By building a movement dataset of individuals from a variety of species using all the habitats of the park, the project is providing a completely unique map of biodiversity health and movement that can guide conservation steps and give researchers an indication of Forest Park’s environmental health.
“Forest Park provides recreation facilities and world-class institutions for human use while serving as a hotspot for urban wildlife,” said Stella Uiterwaal, a postdoctoral fellow with the Living Earth Collaborative. “Studying wildlife here — and in other urban greenspaces — is critical to conserving wildlife and gives us important insights into species interactions, ecological communities and biodiversity in our changing world.”
“Every species on Earth lives embedded in an ecological community,” said Anthony Dell, a movement ecologist with the National Great Rivers Research and Education Center.

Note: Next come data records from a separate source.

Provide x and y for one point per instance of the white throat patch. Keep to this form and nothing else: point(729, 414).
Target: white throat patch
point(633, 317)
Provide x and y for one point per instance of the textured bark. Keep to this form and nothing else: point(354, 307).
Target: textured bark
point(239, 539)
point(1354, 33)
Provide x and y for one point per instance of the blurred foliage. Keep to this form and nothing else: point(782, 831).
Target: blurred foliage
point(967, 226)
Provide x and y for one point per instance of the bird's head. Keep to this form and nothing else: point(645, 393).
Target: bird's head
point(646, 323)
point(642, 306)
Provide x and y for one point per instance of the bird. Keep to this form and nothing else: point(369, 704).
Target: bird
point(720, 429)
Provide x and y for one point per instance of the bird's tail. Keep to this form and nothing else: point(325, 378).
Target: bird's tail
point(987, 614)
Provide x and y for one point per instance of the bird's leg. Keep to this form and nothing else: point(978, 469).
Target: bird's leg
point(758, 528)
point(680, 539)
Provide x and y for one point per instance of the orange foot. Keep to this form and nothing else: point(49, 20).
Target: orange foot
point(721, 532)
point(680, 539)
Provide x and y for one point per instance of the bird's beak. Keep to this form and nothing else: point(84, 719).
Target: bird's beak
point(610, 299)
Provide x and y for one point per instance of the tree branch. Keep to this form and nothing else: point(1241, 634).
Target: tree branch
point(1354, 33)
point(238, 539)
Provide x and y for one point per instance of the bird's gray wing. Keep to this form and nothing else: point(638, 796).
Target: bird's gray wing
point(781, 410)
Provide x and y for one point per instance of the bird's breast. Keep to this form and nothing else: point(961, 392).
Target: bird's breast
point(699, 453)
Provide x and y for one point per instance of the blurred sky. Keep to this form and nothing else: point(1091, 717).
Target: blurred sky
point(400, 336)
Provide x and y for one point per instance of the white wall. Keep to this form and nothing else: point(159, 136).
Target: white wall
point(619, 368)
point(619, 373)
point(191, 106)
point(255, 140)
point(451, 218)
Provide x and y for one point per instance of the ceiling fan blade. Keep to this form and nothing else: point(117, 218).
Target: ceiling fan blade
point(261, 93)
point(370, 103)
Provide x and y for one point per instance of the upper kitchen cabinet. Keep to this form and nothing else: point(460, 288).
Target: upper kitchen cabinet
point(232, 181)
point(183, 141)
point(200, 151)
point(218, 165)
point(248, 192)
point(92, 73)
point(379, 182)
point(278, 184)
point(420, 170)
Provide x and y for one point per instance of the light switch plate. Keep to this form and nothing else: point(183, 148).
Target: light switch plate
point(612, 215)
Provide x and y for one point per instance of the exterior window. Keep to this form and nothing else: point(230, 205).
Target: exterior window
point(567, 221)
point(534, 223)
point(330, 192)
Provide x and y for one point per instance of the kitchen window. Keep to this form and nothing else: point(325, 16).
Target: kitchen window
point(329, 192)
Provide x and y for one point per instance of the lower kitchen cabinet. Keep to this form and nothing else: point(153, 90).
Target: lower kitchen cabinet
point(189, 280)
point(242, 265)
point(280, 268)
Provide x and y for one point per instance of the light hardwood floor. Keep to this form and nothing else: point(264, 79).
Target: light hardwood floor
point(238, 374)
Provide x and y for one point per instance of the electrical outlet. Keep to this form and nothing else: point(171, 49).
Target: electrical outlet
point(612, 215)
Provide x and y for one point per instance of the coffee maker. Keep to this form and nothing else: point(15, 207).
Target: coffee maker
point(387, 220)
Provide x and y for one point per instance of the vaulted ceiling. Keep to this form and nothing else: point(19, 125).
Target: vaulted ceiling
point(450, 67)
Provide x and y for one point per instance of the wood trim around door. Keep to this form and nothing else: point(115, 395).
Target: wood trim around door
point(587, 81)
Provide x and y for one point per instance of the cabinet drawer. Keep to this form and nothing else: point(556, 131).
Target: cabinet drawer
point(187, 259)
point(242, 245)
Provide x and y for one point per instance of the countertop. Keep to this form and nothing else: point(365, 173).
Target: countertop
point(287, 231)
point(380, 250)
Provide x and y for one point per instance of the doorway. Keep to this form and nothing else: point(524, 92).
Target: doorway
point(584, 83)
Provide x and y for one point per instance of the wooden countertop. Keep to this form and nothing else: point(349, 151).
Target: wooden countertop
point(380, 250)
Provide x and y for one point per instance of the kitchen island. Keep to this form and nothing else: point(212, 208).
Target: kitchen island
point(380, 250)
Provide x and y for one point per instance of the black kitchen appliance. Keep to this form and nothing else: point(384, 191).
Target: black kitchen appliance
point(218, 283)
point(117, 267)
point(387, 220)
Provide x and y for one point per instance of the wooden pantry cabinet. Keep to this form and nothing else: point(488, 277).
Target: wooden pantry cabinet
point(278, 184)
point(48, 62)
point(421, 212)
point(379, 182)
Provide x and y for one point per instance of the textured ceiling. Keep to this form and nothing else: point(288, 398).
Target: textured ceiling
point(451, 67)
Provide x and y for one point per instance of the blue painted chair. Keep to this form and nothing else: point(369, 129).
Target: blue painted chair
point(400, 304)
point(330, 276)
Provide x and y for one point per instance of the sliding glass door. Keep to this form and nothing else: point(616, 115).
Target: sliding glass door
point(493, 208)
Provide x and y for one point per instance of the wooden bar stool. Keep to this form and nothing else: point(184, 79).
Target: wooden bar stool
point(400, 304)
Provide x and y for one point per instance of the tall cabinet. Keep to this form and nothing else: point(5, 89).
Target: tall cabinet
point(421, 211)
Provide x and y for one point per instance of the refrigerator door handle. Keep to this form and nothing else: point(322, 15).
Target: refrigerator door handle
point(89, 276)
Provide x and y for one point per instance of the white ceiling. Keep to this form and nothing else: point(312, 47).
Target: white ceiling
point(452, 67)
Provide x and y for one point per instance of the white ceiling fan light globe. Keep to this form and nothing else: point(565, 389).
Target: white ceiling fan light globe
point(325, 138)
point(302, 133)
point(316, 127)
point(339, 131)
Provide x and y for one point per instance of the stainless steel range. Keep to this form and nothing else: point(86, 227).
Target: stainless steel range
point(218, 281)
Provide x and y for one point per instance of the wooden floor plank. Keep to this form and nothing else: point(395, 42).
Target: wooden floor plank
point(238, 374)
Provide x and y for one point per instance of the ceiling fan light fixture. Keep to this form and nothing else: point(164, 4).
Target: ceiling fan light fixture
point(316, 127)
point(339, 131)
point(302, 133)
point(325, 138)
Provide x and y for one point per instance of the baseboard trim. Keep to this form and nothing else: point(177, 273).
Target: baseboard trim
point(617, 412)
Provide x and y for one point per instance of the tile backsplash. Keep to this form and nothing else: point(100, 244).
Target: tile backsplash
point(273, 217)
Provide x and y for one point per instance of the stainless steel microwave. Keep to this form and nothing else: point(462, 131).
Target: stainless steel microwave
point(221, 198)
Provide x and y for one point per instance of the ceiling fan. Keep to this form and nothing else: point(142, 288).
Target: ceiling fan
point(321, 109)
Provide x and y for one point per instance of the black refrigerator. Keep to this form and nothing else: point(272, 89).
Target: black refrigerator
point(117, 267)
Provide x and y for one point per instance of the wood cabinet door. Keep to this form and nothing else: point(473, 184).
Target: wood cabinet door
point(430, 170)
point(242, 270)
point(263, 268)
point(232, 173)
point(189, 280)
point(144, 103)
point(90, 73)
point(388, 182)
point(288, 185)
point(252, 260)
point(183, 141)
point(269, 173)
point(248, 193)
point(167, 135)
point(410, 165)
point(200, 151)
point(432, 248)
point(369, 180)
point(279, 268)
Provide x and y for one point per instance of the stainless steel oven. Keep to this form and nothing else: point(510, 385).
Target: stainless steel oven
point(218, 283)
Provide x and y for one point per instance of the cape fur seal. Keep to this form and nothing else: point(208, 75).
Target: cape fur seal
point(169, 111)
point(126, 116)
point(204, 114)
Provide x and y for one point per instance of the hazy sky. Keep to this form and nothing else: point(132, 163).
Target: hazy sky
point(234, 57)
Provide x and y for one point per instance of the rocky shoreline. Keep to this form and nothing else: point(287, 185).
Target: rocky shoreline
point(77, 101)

“The ways that species interact with each other and with the physical environment ultimately determine who will persist in the community and who won’t,” Dell said. “In this study, we are taking a systemwide approach that requires understanding the relationships between species in Forest Park, such as between predator and prey, or between two species that compete for the same food or shelter.”
A key goal of the project is to better understand how the biodiversity of urban parks differs from locations more remote from human activities. “We’re discovering how species ranging from herbivores to top predators undergo their daily lives in Forest Park and, importantly, how are they affected by human activities,” Dell said. Better understanding the biodiversity of urban parks should help managers, such as Forest Park Forever, to balance the needs of animals and human visitors to the park.
Community outreach and education
In addition to studying wildlife, the Forest Park Living Lab also connects with the St. Louis community. Scientists have developed STEM field trip programs for children in area schools, special programming for children in St. Louis hospitals, college courses and more outreach currently in development.